4 december 2015 • C-Mine (Kleine zaal), Genk
|
Is het niet ironisch dat in tijden van terreur, die jammer genoeg vaak kortzichtig wordt geassocieerd met Noord-Afrikanen, het juist (West-) Afrikanen zijn die ons komen verblijden met een aanstekelijk enthousiasme en een hartverwarmende openheid? Omara “Bombino” (= “Kleintje”) Moctar weet waarmee hij bezig is. Muziek verzacht de zielen. Hij heeft zijn deel van de terreur al gehad: als vervolgde Toeareg moest hij tot tweemaal toe zijn geboorteland Niger ontvluchten en verloor hij twee van zijn bandleden. |
Woestijnzonen verwarmen Vlaamse harten
Sinds 2010 ziet het er beter uit voor hem: er kwam vrede in Niger, in 2011 kon hij een eerste internationaal album, ‘Agadez’ opnemen (meteen op één in de iTunes World Chart!), en in 2013 een tweede, ‘Nomad’, met als producer niemand minder dan Dan Auerbach van The Black Keys (weer meteen op één in de iTunes World Chart én de Billboard World Chart). Tijdens de daaropvolgende Amerikaanse tournee mocht hij openen voor o.a. Robert Plant.
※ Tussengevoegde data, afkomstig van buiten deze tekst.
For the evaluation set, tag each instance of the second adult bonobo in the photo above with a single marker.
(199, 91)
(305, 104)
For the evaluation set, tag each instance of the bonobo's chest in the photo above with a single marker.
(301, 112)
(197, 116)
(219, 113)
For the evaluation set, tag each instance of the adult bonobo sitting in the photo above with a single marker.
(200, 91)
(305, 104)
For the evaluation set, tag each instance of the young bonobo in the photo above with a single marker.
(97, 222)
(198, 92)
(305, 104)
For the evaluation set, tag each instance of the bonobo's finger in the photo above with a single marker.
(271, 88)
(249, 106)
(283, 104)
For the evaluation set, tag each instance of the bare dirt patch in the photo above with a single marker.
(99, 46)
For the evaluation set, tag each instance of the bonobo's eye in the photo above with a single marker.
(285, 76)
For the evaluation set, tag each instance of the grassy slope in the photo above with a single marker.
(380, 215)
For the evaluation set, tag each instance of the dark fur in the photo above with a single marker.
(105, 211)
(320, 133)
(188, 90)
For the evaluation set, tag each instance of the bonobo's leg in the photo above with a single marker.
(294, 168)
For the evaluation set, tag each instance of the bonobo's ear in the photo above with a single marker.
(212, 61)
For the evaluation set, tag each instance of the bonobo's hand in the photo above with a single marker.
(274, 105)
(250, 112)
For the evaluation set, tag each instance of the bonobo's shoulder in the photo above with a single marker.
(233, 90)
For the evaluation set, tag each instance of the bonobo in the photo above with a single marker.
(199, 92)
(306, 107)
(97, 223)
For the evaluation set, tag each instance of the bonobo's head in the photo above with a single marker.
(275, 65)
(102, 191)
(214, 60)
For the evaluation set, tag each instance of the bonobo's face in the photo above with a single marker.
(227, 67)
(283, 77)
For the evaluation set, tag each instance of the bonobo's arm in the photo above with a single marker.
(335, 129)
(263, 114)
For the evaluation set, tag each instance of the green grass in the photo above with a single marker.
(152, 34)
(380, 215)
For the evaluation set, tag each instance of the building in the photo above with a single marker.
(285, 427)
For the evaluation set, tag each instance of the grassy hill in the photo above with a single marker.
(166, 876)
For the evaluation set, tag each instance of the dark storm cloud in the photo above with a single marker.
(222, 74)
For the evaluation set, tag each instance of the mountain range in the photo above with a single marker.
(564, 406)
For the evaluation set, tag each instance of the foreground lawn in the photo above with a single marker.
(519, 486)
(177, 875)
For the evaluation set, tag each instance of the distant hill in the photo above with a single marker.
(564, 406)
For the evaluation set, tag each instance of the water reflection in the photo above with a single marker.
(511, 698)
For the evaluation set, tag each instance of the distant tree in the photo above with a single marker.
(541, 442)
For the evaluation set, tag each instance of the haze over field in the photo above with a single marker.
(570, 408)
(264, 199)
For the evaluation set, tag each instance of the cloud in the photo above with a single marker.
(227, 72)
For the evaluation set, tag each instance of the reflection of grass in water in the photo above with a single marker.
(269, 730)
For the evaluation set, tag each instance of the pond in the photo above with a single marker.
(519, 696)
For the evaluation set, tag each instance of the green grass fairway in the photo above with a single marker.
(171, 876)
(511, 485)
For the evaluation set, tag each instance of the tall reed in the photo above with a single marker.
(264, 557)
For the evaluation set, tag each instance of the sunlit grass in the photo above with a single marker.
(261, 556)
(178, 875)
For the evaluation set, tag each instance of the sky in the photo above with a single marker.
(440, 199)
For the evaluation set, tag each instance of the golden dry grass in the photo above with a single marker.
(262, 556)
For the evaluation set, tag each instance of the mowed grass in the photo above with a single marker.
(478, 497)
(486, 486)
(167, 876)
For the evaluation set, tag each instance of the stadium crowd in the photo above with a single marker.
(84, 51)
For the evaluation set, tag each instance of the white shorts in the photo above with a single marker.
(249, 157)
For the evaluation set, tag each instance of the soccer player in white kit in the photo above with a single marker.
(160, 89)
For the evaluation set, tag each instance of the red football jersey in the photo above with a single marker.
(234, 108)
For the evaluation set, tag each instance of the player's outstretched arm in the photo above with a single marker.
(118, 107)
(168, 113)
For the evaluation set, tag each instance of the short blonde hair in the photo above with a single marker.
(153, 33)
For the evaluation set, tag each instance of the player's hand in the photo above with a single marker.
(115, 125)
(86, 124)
Vandaag is België nog eens aan de beurt, en na gesmaakte optredens op het Afro-Latino Festival in 2011 en de Ancienne Belgique in 2013, keken insiders er reikhalzend naar uit. De Kleine Zaal van C-Mine is al aardig volgelopen met een hele leeftijdenmix en als om 20:20u de groep heel rustig het podium komt opgewandeld, houdt iedereen verwachtingsvol de adem in. Met een aantal akoestische nummers wordt al snel een trance-achtige sfeer opgeroepen, met als resultaat dat een deel van het publiek tegen het eind van de derde song al aardig staat te deinen. Ook al versta je van de teksten niets omdat ze gezongen zijn in het Tamasheq, word je snel meegesleept door de exotische zangversieringen en vooral door het hypnotiserende gitaarspel van Omara. Je weet niet goed wat je hoort: ritme, fills en solo vormen één sublieme blend. Je hoort verre echo’s van Jimmy Page, Jimi Hendrix, Mark Knopfler, Santana, Jerry Garcia en John Lee Hooker, maar toch is het allemaal zeer eigen en uniek, en vooral zeer meeslepend. Vooral ook wegens Omara’s duidelijke spelvreugde. Zelfs gezeten gooit hij zijn lijf al aardig in de strijd. Vanaf het vierde nummer speelt de band staand en elektrisch. De “bol-drummer” wordt ritmegitarist en de bongospeler kruipt achter een echt drumstel. Omara spreekt ons vriendelijk en wat verlegen toe in het Frans, en tot ieders blije verrassing vertaalt de bassist in voorzichtig Nederlands. “Wij willen proberen” blijkt het motto van de avond, en ze probéren niet alleen, maar slagen ook, met vlag en wimpel. De set blijkt goed opgebouwd, zacht en rustig hobbelend en stevig en sneller ‘rockend’ wisselen mekaar goed af, en er wordt mooi naar een climax toe gewerkt. |
Vanaf het vijfde nummer staat er hier en daar al iemand met de ogen dicht te genieten en vanaf de tweede helft van het optreden staat een groot deel van het publiek enthousiast te bewegen, niet in het minst aangevuurd door de geestdrift van Omara zelf, die zich tijdens de solo’s duidelijk niet alleen muzikaal laat gaan. Ook de bassist is de hele tijd ‘goe bezig’ en de drummer, die in het akoestische deel nog een bleekscheterige kantoorklerk leek, ontpopt zich, eenmaal hij zijn brilletje heeft afgezet, tot een slagwerker van formaat: ingeleefd, veelzijdig en bij momenten in z’n eentje klinkend als een hele batterij percussionisten. Aanmoedigende kreten, gilletjes en gejuich zorgen voor een uitbundige wisselwerking tussen publiek en band, zodat Omara z’n solo’s nog wat vuriger maakt, de bassist nog wat solider speelt en de ritmegitarist zo mogelijk nog breder glimlacht. Regelmatig geflirt met reggae-achtige ritmes vindt vooral veel weerklank bij het jongere gedeelte van het publiek, en als een song wordt opgedragen aan een verliefd neefje, dat zich onder het publiek bevindt, smelt het vrouwelijk gedeelte van het publiek. Als vlak daarna ook nog een kort meezingmoment volgt, waarbij de dames duidelijk boven de mannen uit klinken, reageert Omara zichtbaar vreugdevol. Na nog wat nummers waarin ook de drie andere bandleden een korte solospot krijgen, is het tijd voor een diepe buiging.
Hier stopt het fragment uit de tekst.